The Colorado Public Utilities Commission has approved a request from Public Service Co. of Colorado, which is a subsidiary of Xcel Energy (NYSE: XEL), for addition of 450 MW of wind to its system.
This capacity, from unnamed bidders, came out of the utility’s 2013 All Source Solicitation. The wind bids are premised on qualifying for the temporarily extended federal Production Tax Credit (PTC) program, which requires project construction to begin by the end of this year.
Public Service filed its initial PTC Wind Bid Evaluation Report on May 30, which provided a short list of bids. At that time, the company requested commission approval to commence contract negotiations with three PTC wind bids totaling about 550 MW, subject to final commission approval after the company evaluated these wind resources with other generation proposals as part of Phase II of this ongoing Electric Resource Plan (ERP) proceeding.
On June 21, the commission directed Public Service to commence contract negotiations with the most cost-effective PTC wind bid for 199 MW. The commission also allowed Public Service to move forward with developer(s) of appropriate back-up bid(s). It also indicated that any other PTC wind bids Public Service chose to pursue would be evaluated in accordance with the Phase I Decision and as presented in the 120-Day Report in Phase II.
In its 120-Day Report, Public Service proposed to enter into a power purchase agreement (PPA) with the most cost-effective bid as initially approved, and also with the second most cost-effective bid. Various commenters offered opinions on the Public Service plans. Natural gas producers recommended approval of only one of the bids, arguing that the other suffers from land use permitting challenges and that future gas prices will be both lower and more stable for the foreseeable future.
In combination with the other utility resources Public Service proposes to acquire under its preferred portfolio, the company will have excess capacity of about 92 MW during the Resource Acquisition Period ending Oct. 31, 2018, the commission noted in its Oct. 8 decision.
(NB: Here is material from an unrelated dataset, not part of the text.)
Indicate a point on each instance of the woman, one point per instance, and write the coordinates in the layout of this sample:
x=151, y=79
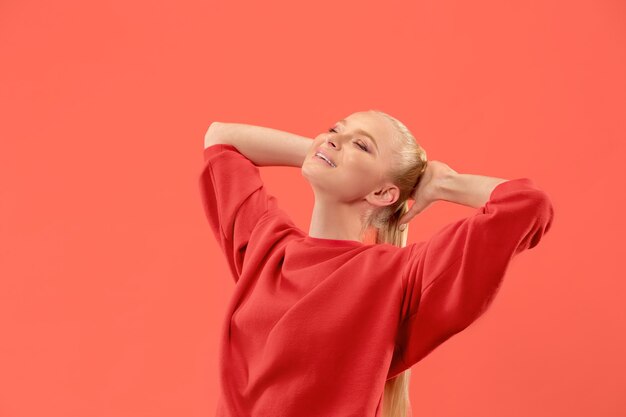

These values indicate that capacity provided by the proposed 450 MW of PTC wind resources is not essential. However, the wind resources will reduce the company’s future capacity needs throughout the PPA terms. Public Service also projects that it does not require any additional wind energy to meet the Renewable Energy Standard.
“Therefore, our evaluation of Public Service’s request is primarily based on the projected net economic benefits of acquiring the PTC wind resources,” the commission wrote. “Specifically, the proposed wind bids are expected to result in $231 million of cost savings from the displacement of fuel and variable operating costs of other generation on Public Service’s system under the base bid evaluation assumptions we approved in Phase I of this ERP proceeding.”
Said the Oct. 8 order: “The request of Public Service Company of Colorado (Public Service or Company) for approval to acquire 450 MW of new wind generation resources in its Preferred Portfolio as set forth in its 2013 All Source Solicitation 120-Day Report (120-Day Report), filed on September 9, 2013, is granted, consistent with the discussion above.”
The commission said it will address all other resources to be included in Public Service’s final cost-effective resource plan by a separate decision under the procedures established in previous decisions issued in this proceeding.
Any executed contracts under the two approved wind bids must be consistent with the prices considered in the 120-Day Report, which are contingent on the projects qualifying for the federal tax credit. If these projects do not qualify for the PTC or if the price otherwise varies from representations made in the 120-Day Report, the resulting price revisions are not approved by the PUC decision.